One needs all 11 of these points for general R, S, T, P and p. However, for any particular game-strategy pair, it is often the case that several of these points are unnecessary because they lie within the convex hull of some other subset of these 11 points; they are typically not all extreme points of $C (p)$ .

3. Reactive learning strategies

In a traditional memory-one strategy, X's probability of playing C depends on the realized actions of the two players, x and y. However, X can observe more than just their pure action against the opponent's; they also know how they arrived at x (i.e. they know the mixed action, σ_X, that resulted in x in the previous round). Of course, X need not be able to see Y 's mixed action, but they can still observe the pure action Y played. Therefore, an alternative notion of a memory-one strategy for player X could be defined as follows: after X plays σ_X∈[0, 1] and Y plays y, X then chooses a new action based on the distribution p*_{σ_Xy}∈[0, 1]. In this formulation, p* is a map from [0, 1] × {C, D} to [0, 1]. We refer to such a map, p*, together with X's initial probability of playing C, p₀, as a ‘reactive learning strategy’ for player X (figure 3).

Figure 3. — The space of memory-one strategies, **Mem**¹_X, as it relates to the space of reactive learning strategies, RL_X. Both sets contain the space of reactive strategies [22], which take into account only the last move, y, of the opponent. Whereas a memory-one strategy takes into account the last pure action of X as well, x, a reactive learning strategy uses X's last *mixed* action, σ_X∈[0, 1]. After each round, a reactive learning strategy uses y to update X's probability of cooperating. RL_X is ‘larger’ than **Mem**¹_X in the sense that there is an injective map ${M e m}_{X}^{1} \to {R L}_{X}$ that is not surjective. (Online version in colour.)

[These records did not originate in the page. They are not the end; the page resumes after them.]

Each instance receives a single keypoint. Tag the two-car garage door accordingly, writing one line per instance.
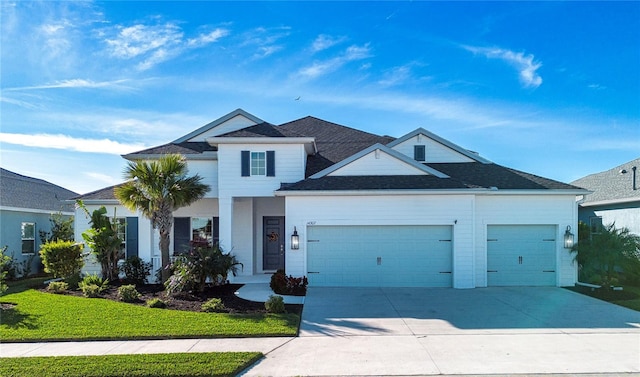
(372, 256)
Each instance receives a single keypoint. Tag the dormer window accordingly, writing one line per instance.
(258, 164)
(419, 153)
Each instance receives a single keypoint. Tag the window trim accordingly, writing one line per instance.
(420, 153)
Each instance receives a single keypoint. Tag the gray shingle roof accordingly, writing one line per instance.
(20, 191)
(478, 175)
(612, 184)
(334, 142)
(185, 148)
(102, 194)
(467, 175)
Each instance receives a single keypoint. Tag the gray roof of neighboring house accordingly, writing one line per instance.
(102, 194)
(333, 141)
(464, 175)
(20, 191)
(185, 148)
(612, 185)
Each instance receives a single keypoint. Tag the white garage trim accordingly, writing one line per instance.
(380, 255)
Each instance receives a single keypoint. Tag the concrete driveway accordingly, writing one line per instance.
(422, 331)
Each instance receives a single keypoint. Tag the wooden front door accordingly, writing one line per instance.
(273, 244)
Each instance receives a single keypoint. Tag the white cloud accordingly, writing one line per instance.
(75, 83)
(70, 143)
(154, 44)
(320, 68)
(205, 39)
(525, 64)
(323, 42)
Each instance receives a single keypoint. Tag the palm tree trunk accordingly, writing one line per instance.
(164, 254)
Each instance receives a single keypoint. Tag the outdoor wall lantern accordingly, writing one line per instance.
(295, 240)
(568, 238)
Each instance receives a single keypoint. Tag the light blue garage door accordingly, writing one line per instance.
(521, 255)
(379, 256)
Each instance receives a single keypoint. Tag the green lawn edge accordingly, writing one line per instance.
(40, 316)
(142, 365)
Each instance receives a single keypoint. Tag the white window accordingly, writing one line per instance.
(258, 163)
(28, 231)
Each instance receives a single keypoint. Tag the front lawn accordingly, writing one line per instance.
(40, 316)
(175, 364)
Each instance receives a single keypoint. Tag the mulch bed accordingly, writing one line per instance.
(193, 301)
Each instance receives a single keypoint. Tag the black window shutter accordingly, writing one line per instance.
(271, 163)
(419, 152)
(132, 237)
(215, 229)
(246, 164)
(181, 234)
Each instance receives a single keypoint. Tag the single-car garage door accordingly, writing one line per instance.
(379, 256)
(521, 255)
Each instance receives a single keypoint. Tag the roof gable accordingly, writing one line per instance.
(615, 185)
(378, 160)
(235, 120)
(438, 150)
(19, 191)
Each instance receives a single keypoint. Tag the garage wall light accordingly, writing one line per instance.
(568, 238)
(295, 240)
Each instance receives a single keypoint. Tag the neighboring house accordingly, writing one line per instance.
(367, 210)
(615, 198)
(26, 206)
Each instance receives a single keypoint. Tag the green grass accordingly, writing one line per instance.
(176, 364)
(41, 316)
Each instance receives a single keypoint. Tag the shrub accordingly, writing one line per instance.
(136, 270)
(57, 287)
(288, 285)
(156, 303)
(63, 259)
(191, 270)
(128, 293)
(214, 305)
(93, 285)
(275, 304)
(91, 290)
(4, 263)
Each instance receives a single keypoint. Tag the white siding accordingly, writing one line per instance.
(383, 165)
(559, 210)
(236, 123)
(208, 170)
(386, 210)
(289, 166)
(434, 151)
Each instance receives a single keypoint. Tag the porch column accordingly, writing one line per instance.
(226, 223)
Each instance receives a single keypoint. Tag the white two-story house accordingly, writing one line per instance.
(349, 208)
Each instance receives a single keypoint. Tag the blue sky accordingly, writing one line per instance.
(551, 88)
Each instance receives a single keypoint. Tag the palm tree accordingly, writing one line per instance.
(608, 252)
(157, 189)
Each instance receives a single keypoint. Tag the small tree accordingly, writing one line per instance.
(61, 229)
(158, 188)
(103, 241)
(608, 252)
(63, 259)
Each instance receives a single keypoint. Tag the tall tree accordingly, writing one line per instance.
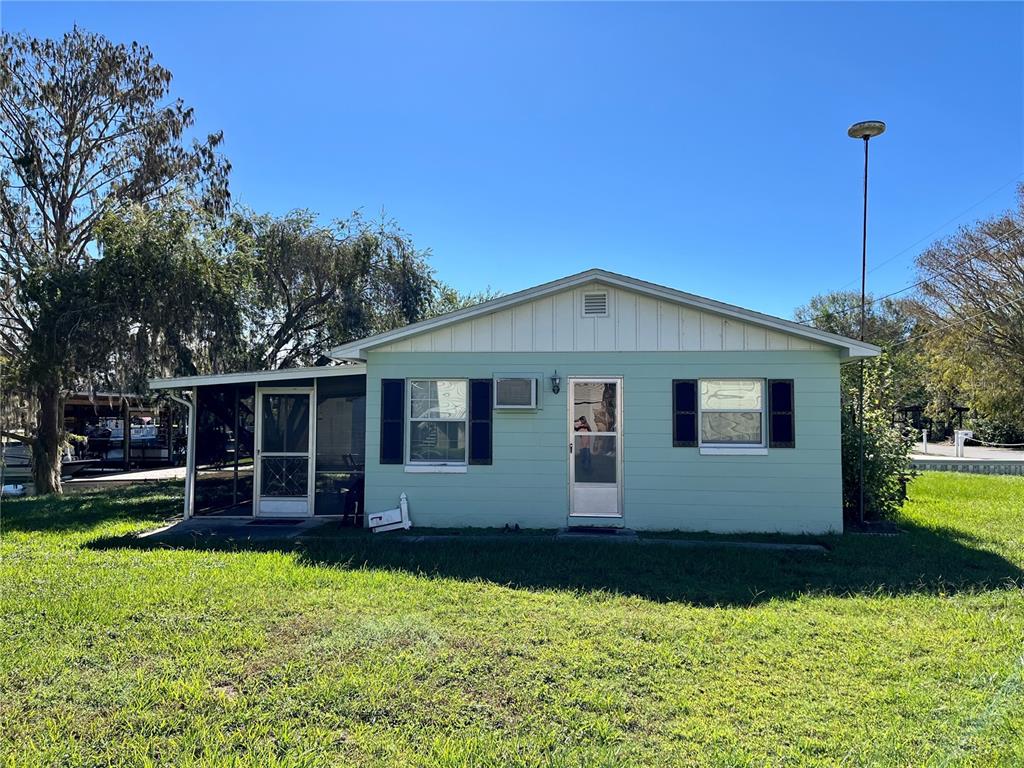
(85, 127)
(972, 312)
(889, 323)
(304, 287)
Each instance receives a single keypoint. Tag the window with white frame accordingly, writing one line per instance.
(437, 421)
(732, 412)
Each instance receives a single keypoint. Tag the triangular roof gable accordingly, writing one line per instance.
(600, 278)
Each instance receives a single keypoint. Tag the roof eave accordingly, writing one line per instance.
(847, 346)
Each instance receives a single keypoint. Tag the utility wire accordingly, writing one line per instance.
(937, 229)
(971, 257)
(960, 322)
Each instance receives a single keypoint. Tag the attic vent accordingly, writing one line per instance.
(595, 304)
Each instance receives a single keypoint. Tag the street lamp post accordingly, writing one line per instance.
(865, 130)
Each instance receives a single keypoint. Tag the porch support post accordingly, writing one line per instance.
(189, 451)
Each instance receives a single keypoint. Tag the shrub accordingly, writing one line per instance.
(887, 448)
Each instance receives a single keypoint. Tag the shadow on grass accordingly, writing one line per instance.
(922, 560)
(80, 511)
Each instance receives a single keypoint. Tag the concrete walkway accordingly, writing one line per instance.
(245, 529)
(938, 451)
(977, 460)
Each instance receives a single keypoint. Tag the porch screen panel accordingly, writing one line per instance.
(225, 423)
(341, 439)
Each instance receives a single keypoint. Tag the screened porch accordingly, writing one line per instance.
(275, 444)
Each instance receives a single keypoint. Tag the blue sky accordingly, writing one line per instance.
(701, 146)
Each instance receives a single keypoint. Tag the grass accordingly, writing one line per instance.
(350, 650)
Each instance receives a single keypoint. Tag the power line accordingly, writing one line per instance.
(937, 229)
(973, 255)
(960, 322)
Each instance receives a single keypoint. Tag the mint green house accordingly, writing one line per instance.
(596, 399)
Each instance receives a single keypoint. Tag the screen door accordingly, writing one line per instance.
(285, 422)
(595, 448)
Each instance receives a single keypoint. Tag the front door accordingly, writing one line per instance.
(285, 434)
(595, 448)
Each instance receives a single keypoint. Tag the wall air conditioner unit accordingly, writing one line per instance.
(513, 394)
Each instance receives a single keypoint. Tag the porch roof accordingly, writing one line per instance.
(186, 382)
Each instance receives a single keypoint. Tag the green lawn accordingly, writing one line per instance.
(349, 650)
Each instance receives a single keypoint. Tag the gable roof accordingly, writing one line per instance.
(848, 348)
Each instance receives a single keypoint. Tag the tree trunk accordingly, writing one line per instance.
(46, 446)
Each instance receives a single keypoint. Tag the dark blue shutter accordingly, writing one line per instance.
(684, 413)
(480, 429)
(781, 424)
(392, 421)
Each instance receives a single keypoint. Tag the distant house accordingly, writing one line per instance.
(596, 399)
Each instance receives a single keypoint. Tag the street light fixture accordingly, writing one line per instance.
(865, 130)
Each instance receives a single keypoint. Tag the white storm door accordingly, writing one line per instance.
(285, 435)
(595, 448)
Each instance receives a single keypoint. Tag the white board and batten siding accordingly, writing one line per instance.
(634, 323)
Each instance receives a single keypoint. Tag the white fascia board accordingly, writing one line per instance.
(241, 378)
(849, 348)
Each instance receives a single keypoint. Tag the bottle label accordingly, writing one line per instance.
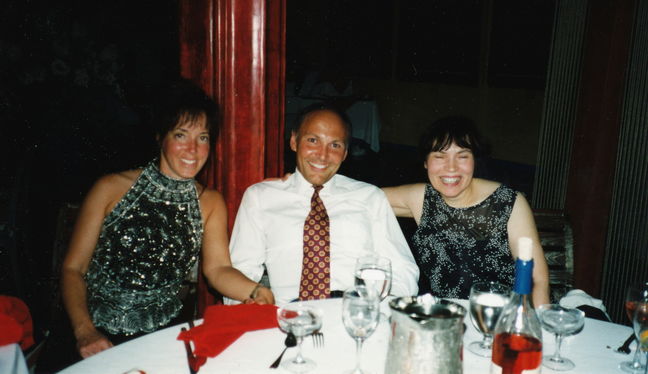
(496, 369)
(523, 277)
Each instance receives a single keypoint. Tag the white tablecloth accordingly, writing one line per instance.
(12, 360)
(160, 352)
(363, 114)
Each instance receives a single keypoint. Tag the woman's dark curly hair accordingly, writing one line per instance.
(182, 101)
(454, 129)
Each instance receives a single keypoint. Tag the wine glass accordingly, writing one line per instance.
(562, 322)
(374, 272)
(487, 299)
(360, 315)
(300, 320)
(640, 324)
(636, 293)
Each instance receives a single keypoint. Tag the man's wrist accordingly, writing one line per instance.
(255, 291)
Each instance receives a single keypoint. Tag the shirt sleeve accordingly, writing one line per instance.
(247, 244)
(390, 242)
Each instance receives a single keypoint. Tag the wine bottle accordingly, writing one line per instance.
(517, 347)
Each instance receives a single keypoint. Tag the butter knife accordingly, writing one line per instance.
(190, 357)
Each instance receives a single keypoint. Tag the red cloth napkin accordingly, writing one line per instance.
(15, 322)
(223, 324)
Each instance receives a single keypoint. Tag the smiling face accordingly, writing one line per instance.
(320, 146)
(184, 149)
(450, 172)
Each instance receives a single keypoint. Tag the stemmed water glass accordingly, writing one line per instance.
(562, 322)
(640, 325)
(487, 299)
(300, 320)
(360, 315)
(374, 272)
(636, 294)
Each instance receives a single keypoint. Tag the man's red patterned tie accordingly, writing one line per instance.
(316, 266)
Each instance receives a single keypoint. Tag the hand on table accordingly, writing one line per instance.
(92, 343)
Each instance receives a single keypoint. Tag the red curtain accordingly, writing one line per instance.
(235, 50)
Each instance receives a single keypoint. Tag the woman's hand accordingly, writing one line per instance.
(91, 343)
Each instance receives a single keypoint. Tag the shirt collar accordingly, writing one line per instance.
(303, 186)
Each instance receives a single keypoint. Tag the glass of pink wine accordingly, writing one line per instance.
(636, 294)
(640, 325)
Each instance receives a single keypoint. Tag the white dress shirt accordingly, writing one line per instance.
(269, 231)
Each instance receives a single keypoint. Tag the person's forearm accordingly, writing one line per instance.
(73, 288)
(230, 282)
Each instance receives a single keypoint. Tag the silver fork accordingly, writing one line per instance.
(318, 339)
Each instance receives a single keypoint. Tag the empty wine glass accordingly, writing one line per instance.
(300, 320)
(640, 325)
(635, 294)
(561, 322)
(487, 299)
(360, 311)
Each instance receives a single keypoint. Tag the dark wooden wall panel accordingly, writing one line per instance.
(596, 135)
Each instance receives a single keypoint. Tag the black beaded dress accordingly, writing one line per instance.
(456, 247)
(148, 244)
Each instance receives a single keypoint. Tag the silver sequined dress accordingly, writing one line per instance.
(148, 244)
(456, 247)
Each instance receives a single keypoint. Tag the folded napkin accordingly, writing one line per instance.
(15, 322)
(223, 324)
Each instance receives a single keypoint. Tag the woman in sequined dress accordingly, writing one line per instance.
(139, 233)
(468, 228)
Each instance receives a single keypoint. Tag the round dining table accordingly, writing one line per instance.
(12, 360)
(592, 350)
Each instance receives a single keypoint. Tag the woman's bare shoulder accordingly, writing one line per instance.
(110, 188)
(485, 187)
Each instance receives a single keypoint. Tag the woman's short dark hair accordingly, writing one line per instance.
(182, 100)
(447, 130)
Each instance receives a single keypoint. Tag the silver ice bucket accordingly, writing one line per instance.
(426, 336)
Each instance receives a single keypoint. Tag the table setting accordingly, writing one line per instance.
(364, 333)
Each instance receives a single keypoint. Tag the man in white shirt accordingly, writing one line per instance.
(269, 226)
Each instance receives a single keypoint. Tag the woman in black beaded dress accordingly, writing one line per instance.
(139, 233)
(468, 228)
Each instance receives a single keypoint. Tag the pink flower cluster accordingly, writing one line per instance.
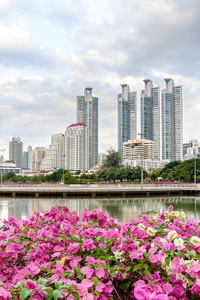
(57, 255)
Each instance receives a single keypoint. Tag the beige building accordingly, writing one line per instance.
(54, 157)
(37, 156)
(138, 149)
(76, 147)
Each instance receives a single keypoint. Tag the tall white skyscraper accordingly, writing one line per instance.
(77, 147)
(87, 113)
(150, 115)
(16, 152)
(172, 123)
(127, 117)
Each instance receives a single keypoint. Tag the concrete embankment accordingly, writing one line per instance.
(98, 190)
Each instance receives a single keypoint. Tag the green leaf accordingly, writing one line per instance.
(21, 283)
(34, 245)
(49, 295)
(167, 260)
(139, 266)
(124, 285)
(75, 295)
(146, 272)
(56, 294)
(41, 288)
(128, 268)
(95, 280)
(78, 273)
(13, 294)
(25, 293)
(58, 284)
(42, 281)
(113, 258)
(67, 274)
(43, 223)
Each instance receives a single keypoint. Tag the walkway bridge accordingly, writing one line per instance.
(98, 190)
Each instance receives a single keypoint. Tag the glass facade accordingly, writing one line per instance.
(150, 115)
(172, 141)
(127, 105)
(87, 113)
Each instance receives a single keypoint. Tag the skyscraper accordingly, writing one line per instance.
(54, 156)
(150, 115)
(16, 151)
(127, 105)
(172, 140)
(76, 147)
(27, 158)
(87, 113)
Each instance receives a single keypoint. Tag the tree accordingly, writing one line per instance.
(112, 160)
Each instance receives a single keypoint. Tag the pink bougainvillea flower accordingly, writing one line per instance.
(137, 254)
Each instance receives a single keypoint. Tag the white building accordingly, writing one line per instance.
(76, 147)
(138, 149)
(192, 150)
(150, 115)
(148, 164)
(172, 121)
(16, 151)
(54, 157)
(87, 113)
(37, 156)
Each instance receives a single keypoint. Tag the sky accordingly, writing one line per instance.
(50, 50)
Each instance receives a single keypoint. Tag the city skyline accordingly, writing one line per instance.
(51, 50)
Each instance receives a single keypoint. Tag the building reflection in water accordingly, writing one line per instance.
(119, 208)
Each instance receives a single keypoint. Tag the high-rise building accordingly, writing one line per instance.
(138, 149)
(172, 141)
(37, 156)
(87, 113)
(54, 156)
(16, 151)
(27, 158)
(150, 115)
(77, 147)
(127, 105)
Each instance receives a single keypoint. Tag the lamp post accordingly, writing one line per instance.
(195, 170)
(63, 169)
(141, 161)
(1, 164)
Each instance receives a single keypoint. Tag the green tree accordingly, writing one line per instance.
(112, 160)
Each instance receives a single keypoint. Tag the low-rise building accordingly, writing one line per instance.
(138, 149)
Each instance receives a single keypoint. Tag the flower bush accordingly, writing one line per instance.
(57, 255)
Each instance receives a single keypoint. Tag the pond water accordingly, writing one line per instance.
(122, 209)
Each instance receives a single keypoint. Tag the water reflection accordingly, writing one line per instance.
(118, 208)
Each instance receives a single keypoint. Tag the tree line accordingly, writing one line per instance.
(112, 170)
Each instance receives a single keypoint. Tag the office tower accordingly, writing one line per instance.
(77, 147)
(172, 142)
(37, 156)
(127, 105)
(87, 113)
(54, 156)
(16, 151)
(26, 158)
(138, 149)
(150, 115)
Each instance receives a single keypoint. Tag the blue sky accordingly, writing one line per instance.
(50, 50)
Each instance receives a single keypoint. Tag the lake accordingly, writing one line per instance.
(122, 209)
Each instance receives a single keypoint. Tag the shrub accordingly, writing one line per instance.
(57, 255)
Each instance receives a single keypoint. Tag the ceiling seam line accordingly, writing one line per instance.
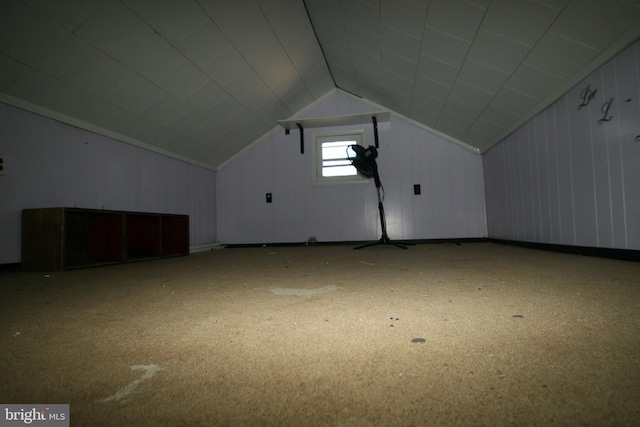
(459, 70)
(315, 34)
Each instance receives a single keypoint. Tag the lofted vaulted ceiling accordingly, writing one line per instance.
(203, 79)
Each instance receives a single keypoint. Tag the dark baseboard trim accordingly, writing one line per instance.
(8, 268)
(621, 254)
(359, 242)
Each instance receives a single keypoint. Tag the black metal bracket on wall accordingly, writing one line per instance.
(286, 132)
(301, 138)
(375, 130)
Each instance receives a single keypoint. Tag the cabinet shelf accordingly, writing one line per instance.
(56, 239)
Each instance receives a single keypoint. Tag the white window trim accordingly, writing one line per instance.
(316, 156)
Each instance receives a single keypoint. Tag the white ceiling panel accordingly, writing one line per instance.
(482, 76)
(72, 15)
(154, 59)
(204, 78)
(116, 30)
(165, 110)
(512, 100)
(174, 20)
(205, 42)
(533, 82)
(455, 17)
(559, 56)
(432, 88)
(10, 71)
(462, 109)
(581, 17)
(498, 51)
(472, 95)
(135, 95)
(437, 70)
(444, 47)
(404, 16)
(183, 80)
(523, 21)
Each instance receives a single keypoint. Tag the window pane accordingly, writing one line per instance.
(339, 171)
(336, 150)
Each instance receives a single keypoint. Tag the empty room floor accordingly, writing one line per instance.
(438, 334)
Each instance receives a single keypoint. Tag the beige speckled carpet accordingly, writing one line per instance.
(473, 334)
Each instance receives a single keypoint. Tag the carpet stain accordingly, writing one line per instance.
(303, 292)
(149, 372)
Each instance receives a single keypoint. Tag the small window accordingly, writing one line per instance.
(331, 157)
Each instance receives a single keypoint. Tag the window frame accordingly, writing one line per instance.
(358, 135)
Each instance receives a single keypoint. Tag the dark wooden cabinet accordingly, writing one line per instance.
(55, 239)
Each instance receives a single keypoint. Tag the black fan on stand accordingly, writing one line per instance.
(365, 162)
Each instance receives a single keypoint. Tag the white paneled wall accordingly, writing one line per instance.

In other words, in contrast to Mem¹_X = [0, 1] × [0, 1]⁴, which can be alternatively described as

{M e m}_{X}^{1} = [0, 1] \times {p : {C, D} \times {C, D} \to [0, 1]},

3.1

we define the space of reactive learning strategies as

{R L}_{X} := [0, 1] \times {p^{*} : [0, 1] \times {C, D} \to [0, 1]},

3.2

where [0, 1] indicates the space of mixed actions for X and {C, D} indicates the action space for Y . Although [0, 1] is a much larger space than {C, D}, the updates of mixed actions can be easier to specify using reactive learning strategies since they allow for adaptive modification of an existing mixed action (without the need to devise a new mixed action from scratch after every observed history of play).

Example 3.1. —

Suppose that player X starts by playing C and D with equal probability, i.e. p₀ = 1/2. For fixed η∈[0, 1] (the ‘learning rate’), cooperation from the opponent leads to p*_{σ_XC} = (1 − η)σ_X + η while defection leads to p*_{σ_XD} = (1 − η)σ_X. Thus, a long pattern of exploitation by Y leads X to defect more often. On the other hand, X does not immediately forgive such behaviour but rather requires Y to cooperate repeatedly to bring X back up to higher levels of cooperation. For example, if X starts with p₀ and Y defects ℓ times in a row, then X subsequently cooperates with probability (1 − η)^ℓp₀. In order to bring X's probability of cooperation above p₀ once again, Y must then cooperate for T rounds, where

$T ⩾ \frac{\log ((1 - p_{0}) / (1 - {(1 - η)}^{ℓ} p_{0}))}{\log (1 - η)} .$ 3.3

We refer to this strategy as LTFT because it pushes a player's cooperation probability in the direction of the opponent's last move (figure 4). In this way, a reactive learning strategy can encode more complicated behaviour than a memory-one strategy. Conversely, memory-one strategies can also encode behaviour not captured by reactive learning strategies, which we discuss further in §3c.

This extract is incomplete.